Both runtime-net.yaml and runtime-nvls.yaml had comments next to NCCL_DEBUG=INFO that named "[send] via NET/..." / "[send] via NVLS" per-channel log lines — banners that the Go docstring at validators/performance/nccl_all_reduce_bw_constraint.go:117-124 explicitly documents as dropped in NCCL 2.27+. The actual regexes verifyTransportFromLogs matches are the NCCL-2.27-era banners "NCCL INFO Using network <plugin>" (NET) and "NVLS comm 0x<addr>" (NVLS). Rewrite both comments to describe what NCCL actually emits in the image this runtime pins (ncclv2.27.7) and what verifyTransportFromLogs actually greps. Pure documentation change in testdata; no YAML body change, so no runtime impact.

…/defaults Project convention per CLAUDE.md "Constants Rules" is that timeouts live in pkg/defaults. The preflight-path cleanup bound was the only timeout on this branch that still lived as a local const in the caller, flagged as a nit in Mark's review. Promote to defaults.PreflightCleanupTimeout (same value, 30s, same semantics) and update the single call site. Generic name leaves room for future validator preflights to reuse it — e.g., the NVreg path is the only preflight today, but the conformance-phase probe-pod patterns would reach for the same bound.

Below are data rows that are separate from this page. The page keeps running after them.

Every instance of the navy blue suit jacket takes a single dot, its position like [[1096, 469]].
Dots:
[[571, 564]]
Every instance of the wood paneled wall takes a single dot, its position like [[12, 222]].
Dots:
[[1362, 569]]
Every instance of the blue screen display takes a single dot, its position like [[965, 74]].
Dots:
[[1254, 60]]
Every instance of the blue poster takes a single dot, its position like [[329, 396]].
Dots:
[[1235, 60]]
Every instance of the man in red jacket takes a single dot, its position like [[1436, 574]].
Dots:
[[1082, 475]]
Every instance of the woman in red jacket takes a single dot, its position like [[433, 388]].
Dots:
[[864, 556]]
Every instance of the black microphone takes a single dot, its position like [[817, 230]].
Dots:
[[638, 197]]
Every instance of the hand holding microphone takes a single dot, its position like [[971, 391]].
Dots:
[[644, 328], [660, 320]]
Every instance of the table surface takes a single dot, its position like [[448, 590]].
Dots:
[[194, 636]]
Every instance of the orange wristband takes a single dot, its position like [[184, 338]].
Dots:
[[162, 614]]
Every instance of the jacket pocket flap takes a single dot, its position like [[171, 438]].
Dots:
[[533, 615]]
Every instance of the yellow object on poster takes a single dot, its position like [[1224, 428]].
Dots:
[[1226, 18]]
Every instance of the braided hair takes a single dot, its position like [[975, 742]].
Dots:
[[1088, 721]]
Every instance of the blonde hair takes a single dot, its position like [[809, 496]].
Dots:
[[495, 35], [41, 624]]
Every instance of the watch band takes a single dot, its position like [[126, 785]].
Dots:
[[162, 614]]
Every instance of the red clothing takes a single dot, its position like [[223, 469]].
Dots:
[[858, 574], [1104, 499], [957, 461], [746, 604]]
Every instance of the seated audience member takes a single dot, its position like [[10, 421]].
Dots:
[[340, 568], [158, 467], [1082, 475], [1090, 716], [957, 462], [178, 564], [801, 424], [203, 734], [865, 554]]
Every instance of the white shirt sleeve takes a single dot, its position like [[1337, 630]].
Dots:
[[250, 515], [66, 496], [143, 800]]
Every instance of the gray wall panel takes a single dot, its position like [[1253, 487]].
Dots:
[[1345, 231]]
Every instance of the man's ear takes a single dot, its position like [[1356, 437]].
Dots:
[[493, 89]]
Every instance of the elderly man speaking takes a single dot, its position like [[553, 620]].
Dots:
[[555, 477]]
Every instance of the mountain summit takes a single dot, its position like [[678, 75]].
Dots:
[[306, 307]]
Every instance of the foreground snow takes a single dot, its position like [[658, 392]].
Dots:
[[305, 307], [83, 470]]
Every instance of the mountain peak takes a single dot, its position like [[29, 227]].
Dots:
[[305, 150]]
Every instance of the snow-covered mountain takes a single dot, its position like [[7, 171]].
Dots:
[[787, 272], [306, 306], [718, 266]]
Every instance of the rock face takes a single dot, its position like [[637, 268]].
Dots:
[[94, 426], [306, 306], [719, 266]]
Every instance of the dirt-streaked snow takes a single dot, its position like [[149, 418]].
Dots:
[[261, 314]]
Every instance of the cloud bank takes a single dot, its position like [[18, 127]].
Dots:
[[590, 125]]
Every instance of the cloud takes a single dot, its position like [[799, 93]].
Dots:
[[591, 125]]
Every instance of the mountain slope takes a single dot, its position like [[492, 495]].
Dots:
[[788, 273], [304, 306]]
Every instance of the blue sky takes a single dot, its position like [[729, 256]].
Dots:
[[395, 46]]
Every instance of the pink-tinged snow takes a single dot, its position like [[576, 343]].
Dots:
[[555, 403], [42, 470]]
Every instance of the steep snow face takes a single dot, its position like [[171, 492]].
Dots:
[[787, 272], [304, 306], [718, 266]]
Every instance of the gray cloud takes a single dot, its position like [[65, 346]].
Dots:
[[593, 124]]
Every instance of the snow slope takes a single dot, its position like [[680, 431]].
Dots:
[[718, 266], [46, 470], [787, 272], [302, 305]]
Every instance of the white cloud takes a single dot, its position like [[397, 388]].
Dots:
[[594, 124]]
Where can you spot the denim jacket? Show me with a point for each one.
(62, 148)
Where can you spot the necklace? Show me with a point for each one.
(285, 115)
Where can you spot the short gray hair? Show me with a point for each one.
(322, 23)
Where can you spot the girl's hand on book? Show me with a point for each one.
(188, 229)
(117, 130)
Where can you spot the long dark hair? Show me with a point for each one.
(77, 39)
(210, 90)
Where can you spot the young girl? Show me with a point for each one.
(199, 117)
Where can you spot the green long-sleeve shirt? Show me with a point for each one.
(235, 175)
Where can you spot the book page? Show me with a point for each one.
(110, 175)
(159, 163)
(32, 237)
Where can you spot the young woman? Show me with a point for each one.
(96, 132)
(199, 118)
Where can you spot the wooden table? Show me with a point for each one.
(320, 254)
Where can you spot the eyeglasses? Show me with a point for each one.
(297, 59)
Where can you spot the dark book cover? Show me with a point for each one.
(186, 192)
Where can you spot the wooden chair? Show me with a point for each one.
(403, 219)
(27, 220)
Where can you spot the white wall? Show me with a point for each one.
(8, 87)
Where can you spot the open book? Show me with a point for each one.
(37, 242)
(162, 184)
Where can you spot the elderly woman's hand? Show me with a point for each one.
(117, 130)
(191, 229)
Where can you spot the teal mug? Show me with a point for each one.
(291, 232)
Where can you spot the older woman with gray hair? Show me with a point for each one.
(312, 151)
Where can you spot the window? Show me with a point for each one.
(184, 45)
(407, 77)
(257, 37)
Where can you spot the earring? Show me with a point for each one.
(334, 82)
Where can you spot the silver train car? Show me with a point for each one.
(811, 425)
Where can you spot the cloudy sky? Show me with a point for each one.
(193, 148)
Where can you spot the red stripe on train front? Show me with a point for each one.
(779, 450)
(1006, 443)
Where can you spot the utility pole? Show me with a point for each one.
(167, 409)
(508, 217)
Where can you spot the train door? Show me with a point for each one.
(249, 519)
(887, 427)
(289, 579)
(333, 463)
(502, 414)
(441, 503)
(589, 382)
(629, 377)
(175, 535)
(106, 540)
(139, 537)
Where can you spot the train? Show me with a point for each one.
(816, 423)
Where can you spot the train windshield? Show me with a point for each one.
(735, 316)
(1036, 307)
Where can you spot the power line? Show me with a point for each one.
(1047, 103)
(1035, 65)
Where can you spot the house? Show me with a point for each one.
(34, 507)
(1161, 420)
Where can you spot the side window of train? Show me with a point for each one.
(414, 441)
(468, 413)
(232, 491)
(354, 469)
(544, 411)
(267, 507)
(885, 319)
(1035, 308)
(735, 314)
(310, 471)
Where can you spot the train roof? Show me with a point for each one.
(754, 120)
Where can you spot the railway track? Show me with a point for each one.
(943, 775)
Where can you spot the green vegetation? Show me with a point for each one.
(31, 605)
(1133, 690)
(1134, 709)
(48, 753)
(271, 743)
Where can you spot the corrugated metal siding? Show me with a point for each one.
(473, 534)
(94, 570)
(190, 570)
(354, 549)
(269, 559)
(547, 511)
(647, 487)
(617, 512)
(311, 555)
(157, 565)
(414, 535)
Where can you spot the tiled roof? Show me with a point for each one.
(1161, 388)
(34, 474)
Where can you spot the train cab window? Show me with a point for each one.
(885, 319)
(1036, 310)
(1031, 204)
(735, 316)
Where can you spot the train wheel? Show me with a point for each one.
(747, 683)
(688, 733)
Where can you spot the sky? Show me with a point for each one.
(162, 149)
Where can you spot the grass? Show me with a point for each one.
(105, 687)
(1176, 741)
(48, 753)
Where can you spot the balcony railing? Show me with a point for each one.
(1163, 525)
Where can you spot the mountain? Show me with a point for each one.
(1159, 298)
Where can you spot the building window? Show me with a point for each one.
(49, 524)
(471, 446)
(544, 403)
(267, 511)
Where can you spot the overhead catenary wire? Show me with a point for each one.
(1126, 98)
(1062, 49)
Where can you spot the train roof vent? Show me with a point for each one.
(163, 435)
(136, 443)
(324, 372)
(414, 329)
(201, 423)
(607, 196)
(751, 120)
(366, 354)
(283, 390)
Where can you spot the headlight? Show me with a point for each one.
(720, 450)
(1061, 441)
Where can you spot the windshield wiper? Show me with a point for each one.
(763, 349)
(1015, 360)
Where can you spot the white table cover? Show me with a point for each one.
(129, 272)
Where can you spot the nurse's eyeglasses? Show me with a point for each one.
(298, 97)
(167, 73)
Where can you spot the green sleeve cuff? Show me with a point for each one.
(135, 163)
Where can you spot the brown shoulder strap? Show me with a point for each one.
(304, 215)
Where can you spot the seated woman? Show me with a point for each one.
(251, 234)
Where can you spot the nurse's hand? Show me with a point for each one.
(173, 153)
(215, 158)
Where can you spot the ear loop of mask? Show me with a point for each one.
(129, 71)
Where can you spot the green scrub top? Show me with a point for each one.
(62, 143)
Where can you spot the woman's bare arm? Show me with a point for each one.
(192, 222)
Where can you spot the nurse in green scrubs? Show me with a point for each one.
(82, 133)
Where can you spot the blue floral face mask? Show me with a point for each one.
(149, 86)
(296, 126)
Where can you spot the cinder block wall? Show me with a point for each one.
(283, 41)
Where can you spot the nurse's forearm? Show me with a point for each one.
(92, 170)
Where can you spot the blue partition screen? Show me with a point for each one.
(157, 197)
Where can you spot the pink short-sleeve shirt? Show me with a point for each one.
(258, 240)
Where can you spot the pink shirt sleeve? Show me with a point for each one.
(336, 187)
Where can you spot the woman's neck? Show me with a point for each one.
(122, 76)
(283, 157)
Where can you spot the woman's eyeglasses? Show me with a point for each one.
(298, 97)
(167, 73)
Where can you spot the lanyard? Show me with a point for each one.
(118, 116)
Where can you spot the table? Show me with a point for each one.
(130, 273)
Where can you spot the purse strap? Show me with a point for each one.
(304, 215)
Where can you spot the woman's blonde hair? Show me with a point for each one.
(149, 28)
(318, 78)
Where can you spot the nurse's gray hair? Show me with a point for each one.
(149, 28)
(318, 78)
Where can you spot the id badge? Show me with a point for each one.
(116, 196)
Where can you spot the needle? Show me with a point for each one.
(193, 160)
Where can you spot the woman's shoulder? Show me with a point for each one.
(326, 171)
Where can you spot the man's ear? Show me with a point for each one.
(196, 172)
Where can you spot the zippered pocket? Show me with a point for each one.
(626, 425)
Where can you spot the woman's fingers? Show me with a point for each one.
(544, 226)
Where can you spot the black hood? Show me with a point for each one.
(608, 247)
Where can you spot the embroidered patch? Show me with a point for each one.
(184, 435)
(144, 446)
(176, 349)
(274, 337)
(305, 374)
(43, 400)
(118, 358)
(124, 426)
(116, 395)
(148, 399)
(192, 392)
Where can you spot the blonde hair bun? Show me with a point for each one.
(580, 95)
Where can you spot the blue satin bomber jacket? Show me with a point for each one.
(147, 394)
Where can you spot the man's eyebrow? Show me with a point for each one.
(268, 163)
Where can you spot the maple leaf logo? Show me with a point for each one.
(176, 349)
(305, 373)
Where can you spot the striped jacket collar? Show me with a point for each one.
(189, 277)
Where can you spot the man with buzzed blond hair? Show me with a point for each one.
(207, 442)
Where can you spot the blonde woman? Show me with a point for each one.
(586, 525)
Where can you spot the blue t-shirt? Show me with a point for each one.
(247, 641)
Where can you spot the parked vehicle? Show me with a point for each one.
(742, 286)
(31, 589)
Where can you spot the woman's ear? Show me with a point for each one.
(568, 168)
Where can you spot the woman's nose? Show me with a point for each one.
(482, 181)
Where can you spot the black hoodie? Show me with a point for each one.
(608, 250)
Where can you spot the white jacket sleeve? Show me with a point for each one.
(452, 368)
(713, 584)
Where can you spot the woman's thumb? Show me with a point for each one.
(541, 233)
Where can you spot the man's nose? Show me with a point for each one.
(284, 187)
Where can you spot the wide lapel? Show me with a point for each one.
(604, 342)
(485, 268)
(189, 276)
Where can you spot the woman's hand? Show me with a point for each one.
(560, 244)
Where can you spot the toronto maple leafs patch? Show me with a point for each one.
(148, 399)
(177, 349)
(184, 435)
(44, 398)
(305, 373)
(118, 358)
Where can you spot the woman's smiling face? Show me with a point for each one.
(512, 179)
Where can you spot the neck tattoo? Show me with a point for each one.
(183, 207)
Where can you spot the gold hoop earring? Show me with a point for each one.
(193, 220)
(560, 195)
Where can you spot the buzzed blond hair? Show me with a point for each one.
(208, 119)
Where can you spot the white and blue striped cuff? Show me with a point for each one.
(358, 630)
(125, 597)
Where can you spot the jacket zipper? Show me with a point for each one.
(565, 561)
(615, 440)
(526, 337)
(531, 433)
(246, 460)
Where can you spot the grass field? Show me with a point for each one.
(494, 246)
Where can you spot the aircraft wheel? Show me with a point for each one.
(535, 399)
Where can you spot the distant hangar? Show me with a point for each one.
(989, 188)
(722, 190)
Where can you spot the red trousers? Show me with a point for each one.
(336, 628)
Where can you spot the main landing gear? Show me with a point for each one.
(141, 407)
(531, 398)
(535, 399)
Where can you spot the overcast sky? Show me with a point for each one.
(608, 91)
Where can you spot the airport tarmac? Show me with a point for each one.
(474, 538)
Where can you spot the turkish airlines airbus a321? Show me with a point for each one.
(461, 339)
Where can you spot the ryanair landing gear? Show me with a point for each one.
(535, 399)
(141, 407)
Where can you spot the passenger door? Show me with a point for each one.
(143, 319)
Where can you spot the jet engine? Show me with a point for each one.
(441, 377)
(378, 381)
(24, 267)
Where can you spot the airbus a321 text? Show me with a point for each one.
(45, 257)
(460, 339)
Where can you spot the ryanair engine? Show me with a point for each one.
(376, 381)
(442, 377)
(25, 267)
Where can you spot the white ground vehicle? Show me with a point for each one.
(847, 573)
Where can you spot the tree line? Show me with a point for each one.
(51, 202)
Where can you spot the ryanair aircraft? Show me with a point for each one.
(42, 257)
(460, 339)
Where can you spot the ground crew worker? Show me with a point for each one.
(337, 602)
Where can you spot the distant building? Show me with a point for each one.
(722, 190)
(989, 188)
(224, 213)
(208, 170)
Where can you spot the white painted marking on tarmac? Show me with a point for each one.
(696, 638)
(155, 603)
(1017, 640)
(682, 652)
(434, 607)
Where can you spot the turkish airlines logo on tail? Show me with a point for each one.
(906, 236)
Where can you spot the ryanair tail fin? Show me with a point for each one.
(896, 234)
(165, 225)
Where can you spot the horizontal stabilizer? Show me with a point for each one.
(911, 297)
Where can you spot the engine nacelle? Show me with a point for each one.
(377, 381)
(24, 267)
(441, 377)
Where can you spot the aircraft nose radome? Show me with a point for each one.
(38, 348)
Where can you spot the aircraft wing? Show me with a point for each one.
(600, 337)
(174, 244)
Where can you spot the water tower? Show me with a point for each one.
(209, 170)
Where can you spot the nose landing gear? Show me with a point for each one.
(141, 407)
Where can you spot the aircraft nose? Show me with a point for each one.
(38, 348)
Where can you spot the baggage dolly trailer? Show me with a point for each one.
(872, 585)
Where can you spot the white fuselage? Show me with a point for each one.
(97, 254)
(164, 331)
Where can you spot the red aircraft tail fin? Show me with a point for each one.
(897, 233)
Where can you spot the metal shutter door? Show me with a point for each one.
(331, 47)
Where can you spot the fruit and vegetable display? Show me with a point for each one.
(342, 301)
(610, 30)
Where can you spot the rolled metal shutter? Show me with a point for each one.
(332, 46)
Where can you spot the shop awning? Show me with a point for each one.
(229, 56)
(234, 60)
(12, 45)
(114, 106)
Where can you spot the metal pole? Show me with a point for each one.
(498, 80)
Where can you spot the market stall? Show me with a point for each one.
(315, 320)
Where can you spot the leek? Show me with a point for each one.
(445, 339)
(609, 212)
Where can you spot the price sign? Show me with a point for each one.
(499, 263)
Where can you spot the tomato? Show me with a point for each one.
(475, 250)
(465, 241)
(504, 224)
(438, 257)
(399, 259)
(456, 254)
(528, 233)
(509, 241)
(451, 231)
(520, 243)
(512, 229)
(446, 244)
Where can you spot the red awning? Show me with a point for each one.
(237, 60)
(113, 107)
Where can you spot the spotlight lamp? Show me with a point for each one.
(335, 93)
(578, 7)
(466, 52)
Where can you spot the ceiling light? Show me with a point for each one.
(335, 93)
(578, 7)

njhensley · 2026-04-23T20:37:25Z

@yuanchen8911 thanks — all findings and nits addressed; open questions triaged inline below. Commits referenced are on feat/nccl-gb200-eks-variants.

Findings (all addressed)

AICR_CHECK_TIMEOUT missing from docs/contributor/validator.md env table → added in 10c1c086, describes injection source (Job deployer from catalog timeout), fallback, and the WARN-on-malformed behavior.
LoadContext() prose still said timeout came from defaults.CheckExecutionTimeout → rewritten in 10c1c086 to point at checkTimeoutFromEnv and the env-first precedence.
recipes/validators/README.md performance table missing variants → two new rows in 10c1c086 for nccl-all-reduce-bw-net and nccl-all-reduce-bw-nvls.
TestDeployJobEnvVars missed AICR_CHECK_TIMEOUT + no unit test for checkTimeoutFromEnv → positive assertion added in 34c4a999 (env present, value equals testEntry().Timeout.String()); 6-case table-driven TestCheckTimeoutFromEnv added in c102bca6 covering unset / empty / valid / malformed / negative / zero, asserting the duration and the WARN log for the malformed/non-positive paths.

Nits (both addressed)

Stale NCCL banner references in runtime-net.yaml / runtime-nvls.yaml → rewritten in 2590f84f to reference Using network <plugin> (NET) and NVLS comm 0x<addr> (NVLS), matching the regexes verifyTransportFromLogs actually greps for.
orchestratorEnvCount := 8 under-allocates → 34c4a999 promotes it to a package-level orchestratorEnvMax = 12 const with a comment enumerating the 7 always-injected + up to 5 conditionally-injected contributors, so the next contributor has a single place to bump.

Open questions

PSA on aicr-validation namespace — real concern and out of scope for this PR. The probe-pod uses hostPath on /proc/driver/nvidia read-only, so it will trip baseline/restricted admission on clusters that enforce it by default. I'd rather fix this as a cross-cutting change covering ensureNamespace + any future hostPath-ing validator, not only the NVreg preflight — will file a follow-up. For now adding a line to the rollout notes calling out the PSA prerequisite alongside NVreg_GrdmaPciTopoCheckOverride=1.
NCCL 2.27+ banner stability — agreed; catalog-level image pinning is the right shape. Also out of scope — the AWS prebuilt image tag (cuda12.8.1-efa1.43.2-ofiv1.16.3-ncclv2.27.7-1-testsv2.16.9) is hardcoded in the runtime templates today, which locks NCCL to 2.27 by construction, but that pin is in two files instead of one catalog field. Follow-up to move it to a catalog attribute so a single bump rolls through all variants with a visible gate.
nvidia-dra-driver-gpu >= v25.12.0 for ComputeDomain numNodes: 0 — added to the PR description's rollout notes under the NVLS prerequisite (IMEXDaemonsWithDNSNames default is what makes numNodes: 0 work).
docs/user/validation.md mention of variants — noted. Left out of 10c1c086 because the page is end-user oriented and variants are opt-in per recipe; adopting them in shipped GB200/EKS overlays is the natural moment to document on that page. Tracked in the follow-up bullet that was already in the PR description.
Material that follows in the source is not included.